Negotiations on Broadcast Treaty Raise Concerns
The World Intellectual Property Organization (WIPO), an agency of the United Nations, has been working for a number of years on developing a treaty that would give intellectual-property-like rights to broadcasters, cablecasters, and possibly webcasters. The prospect of such a treaty raises significant concerns that have received little attention to date.
The World Intellectual Property Organization (WIPO), an agency of the United Nations, has been working for a number of years on developing a treaty that would give intellectual-property-like rights to broadcasters, cablecasters, and possibly webcasters. The prospect of such a treaty raises significant concerns that have received little attention to date. As discussed in greater detail below, extending broad rights to distributors of content, rather than just creators:
- would represent a substantial shift in U.S. intellectual property law;
- could pose new and unnecessary hurdles to the robust flow of information online;
- could restrict innovation in home and personal networking technology; and
- could create new litigation risks.
The proposed "WIPO Treaty on the Protection of Broadcasting Organizations" would build upon the 1961 Rome Convention, which was signed by many European countries but not the United States. Under that treaty, signatories agreed to give broadcasters certain copyright-like rights - specifically, rights to control the rebroadcast, fixation, or reproduction of their broadcasts. Those rights are separate from and in addition to the rights of the copyright holder in the broadcast content. The currently debated treaty would increase the duration of these broadcaster rights from 20 to 50 years and extend them to cablecasters. It also would expand broadcaster rights in a number of ways, including requiring signatory countries to prohibit circumvention of technological protection measures that broadcasters might employ.
Since the United States never joined the Rome Convention, the potential impact of the new treaty in this country would be much greater than a simple modernization or extension of existing legal rights. The U.S. system of intellectual property rewards the production of original works, not the dissemination of works created by others. Offering broadcasters IP-like rights would represent a major shift in direction for US intellectual property law. Despite this, a US delegation from the Patent and Trademark Office and the Copyright Office has been participating actively in the discussions, apparently on the assumption that the United States would likely join the eventual treaty.

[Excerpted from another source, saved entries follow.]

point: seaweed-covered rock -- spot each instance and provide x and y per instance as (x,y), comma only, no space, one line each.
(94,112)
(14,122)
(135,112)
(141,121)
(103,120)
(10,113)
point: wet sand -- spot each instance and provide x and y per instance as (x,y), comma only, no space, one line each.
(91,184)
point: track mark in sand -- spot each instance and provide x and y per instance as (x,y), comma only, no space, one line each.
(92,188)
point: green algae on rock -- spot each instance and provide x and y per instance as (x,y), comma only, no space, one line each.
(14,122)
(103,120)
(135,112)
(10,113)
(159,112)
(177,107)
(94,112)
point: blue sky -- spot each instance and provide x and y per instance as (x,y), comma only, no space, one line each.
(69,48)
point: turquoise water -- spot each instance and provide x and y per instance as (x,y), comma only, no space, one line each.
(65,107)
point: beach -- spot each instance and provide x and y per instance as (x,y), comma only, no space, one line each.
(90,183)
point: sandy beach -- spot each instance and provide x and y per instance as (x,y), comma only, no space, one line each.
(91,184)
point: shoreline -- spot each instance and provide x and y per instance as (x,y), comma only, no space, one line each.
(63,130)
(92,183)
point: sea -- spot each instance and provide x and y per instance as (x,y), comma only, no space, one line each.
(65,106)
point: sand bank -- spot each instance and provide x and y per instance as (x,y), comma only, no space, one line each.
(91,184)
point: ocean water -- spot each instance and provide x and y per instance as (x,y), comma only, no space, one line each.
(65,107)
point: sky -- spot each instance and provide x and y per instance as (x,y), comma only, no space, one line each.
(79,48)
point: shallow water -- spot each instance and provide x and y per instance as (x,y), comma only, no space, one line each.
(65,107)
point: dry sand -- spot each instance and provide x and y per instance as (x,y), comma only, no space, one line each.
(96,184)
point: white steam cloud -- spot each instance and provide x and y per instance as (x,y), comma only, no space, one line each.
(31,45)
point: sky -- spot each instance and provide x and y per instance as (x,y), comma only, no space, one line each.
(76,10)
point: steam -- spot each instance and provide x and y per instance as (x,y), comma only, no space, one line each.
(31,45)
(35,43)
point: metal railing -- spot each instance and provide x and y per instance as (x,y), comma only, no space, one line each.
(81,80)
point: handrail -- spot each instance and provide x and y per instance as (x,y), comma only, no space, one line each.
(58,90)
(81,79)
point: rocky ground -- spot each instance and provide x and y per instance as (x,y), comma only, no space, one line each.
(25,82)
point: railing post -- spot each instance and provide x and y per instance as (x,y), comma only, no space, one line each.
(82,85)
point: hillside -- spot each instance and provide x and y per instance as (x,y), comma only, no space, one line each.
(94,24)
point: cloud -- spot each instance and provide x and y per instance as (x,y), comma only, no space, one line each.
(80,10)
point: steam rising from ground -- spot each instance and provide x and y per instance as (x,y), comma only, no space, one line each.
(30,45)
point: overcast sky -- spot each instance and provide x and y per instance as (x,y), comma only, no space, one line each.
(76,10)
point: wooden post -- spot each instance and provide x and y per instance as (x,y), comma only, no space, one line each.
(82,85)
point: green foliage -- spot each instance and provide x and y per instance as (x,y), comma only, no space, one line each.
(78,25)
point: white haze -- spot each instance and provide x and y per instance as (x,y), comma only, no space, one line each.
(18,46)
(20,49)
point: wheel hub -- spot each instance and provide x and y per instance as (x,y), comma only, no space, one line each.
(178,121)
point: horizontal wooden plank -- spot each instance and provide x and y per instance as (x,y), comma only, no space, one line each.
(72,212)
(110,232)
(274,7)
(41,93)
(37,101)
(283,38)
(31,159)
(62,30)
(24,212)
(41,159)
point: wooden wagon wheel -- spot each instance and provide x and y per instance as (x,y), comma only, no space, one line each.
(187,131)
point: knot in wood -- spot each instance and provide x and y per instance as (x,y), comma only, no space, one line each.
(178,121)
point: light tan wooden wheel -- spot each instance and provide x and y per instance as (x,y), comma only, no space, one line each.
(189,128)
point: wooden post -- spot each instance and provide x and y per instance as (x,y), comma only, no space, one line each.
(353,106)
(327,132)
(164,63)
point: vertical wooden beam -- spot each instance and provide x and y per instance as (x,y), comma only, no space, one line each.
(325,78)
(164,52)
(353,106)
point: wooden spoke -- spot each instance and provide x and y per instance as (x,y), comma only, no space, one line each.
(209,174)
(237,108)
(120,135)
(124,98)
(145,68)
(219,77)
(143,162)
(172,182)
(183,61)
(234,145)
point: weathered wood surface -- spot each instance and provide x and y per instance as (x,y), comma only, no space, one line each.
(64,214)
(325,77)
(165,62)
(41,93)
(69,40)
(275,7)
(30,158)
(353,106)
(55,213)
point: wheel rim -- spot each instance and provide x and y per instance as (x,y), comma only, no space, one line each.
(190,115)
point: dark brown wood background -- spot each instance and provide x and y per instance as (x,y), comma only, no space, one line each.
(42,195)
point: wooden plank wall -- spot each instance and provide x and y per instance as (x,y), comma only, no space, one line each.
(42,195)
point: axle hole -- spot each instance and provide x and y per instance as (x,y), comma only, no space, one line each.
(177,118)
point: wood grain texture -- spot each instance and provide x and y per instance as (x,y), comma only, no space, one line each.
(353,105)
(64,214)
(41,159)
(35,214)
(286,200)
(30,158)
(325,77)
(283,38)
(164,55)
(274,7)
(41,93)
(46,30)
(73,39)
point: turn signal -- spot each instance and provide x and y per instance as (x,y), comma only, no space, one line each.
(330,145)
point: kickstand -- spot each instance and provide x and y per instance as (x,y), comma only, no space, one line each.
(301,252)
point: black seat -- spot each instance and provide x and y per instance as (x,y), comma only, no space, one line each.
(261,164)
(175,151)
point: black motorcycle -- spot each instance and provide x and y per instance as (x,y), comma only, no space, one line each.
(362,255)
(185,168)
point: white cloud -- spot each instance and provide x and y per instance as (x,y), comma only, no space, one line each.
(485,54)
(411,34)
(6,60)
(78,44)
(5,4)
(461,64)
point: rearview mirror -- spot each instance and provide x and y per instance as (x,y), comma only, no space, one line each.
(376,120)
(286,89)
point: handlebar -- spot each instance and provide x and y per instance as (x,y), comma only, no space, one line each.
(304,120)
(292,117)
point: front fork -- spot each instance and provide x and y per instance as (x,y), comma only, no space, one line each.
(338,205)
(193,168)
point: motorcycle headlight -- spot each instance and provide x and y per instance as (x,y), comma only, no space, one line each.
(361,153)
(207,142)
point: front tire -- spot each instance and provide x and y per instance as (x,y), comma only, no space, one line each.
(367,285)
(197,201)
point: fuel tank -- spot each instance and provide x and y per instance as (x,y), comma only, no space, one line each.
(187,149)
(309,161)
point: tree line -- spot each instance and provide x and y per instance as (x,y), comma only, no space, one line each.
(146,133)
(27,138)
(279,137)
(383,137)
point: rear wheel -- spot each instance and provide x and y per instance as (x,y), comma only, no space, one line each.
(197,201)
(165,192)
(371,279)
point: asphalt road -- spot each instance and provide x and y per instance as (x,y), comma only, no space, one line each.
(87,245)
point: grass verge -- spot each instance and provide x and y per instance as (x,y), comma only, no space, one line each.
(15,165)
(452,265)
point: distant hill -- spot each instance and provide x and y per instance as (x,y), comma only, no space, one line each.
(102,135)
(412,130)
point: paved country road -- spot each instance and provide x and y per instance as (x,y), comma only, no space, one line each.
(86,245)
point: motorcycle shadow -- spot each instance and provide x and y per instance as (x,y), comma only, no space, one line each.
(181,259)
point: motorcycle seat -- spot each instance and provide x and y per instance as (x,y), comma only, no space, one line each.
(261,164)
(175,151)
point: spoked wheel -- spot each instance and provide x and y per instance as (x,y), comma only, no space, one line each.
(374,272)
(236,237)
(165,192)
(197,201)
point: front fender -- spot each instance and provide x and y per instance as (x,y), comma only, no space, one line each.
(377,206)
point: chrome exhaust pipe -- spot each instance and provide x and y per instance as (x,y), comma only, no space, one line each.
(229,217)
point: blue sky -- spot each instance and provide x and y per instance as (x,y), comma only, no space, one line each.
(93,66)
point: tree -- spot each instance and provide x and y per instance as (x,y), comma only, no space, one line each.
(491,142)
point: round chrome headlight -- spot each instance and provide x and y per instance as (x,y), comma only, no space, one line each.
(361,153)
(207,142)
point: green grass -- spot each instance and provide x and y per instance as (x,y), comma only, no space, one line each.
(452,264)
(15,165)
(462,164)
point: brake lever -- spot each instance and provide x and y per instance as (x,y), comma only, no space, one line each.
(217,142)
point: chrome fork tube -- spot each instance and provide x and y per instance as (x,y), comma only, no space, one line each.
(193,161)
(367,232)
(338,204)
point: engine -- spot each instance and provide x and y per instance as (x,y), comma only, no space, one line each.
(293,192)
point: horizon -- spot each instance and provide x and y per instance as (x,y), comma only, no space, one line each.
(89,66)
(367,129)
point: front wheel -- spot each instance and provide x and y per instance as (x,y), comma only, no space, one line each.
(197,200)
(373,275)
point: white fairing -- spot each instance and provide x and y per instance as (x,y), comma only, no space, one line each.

In addition, the US delegation has pressed for extending the treaty to cover "webcasters" or "netcasters" -- terms used to describe parties that distribute broadcast-like content via the Internet. Adding webcasting would raise a number of new questions and could have a substantial practical impact on Internet communications, depending in part on the way webcasting provisions were drafted and implemented. Recent discussions at WIPO have resulted in webcasting being separated out of the proposed treaty, but U.S. negotiators have made clear that they wish to see webcasting addressed.
Until recently, the treaty negotiations have remained off the radar screen in the United States, escaping the notice of the general public, most business interests, and lawmakers. Thus, there has been little discussion of the changes to U.S. law that would be needed if the United States were to adopt the proposed treaty.
In June 2006, CDT joined with other public interest groups in a letter to Members of Congress encouraging them to solicit public input on the treaty. A similar letter was sent by industry groups expressing their own concerns with the treaty and asking Congress to hold hearings before progress on the treaty goes any farther.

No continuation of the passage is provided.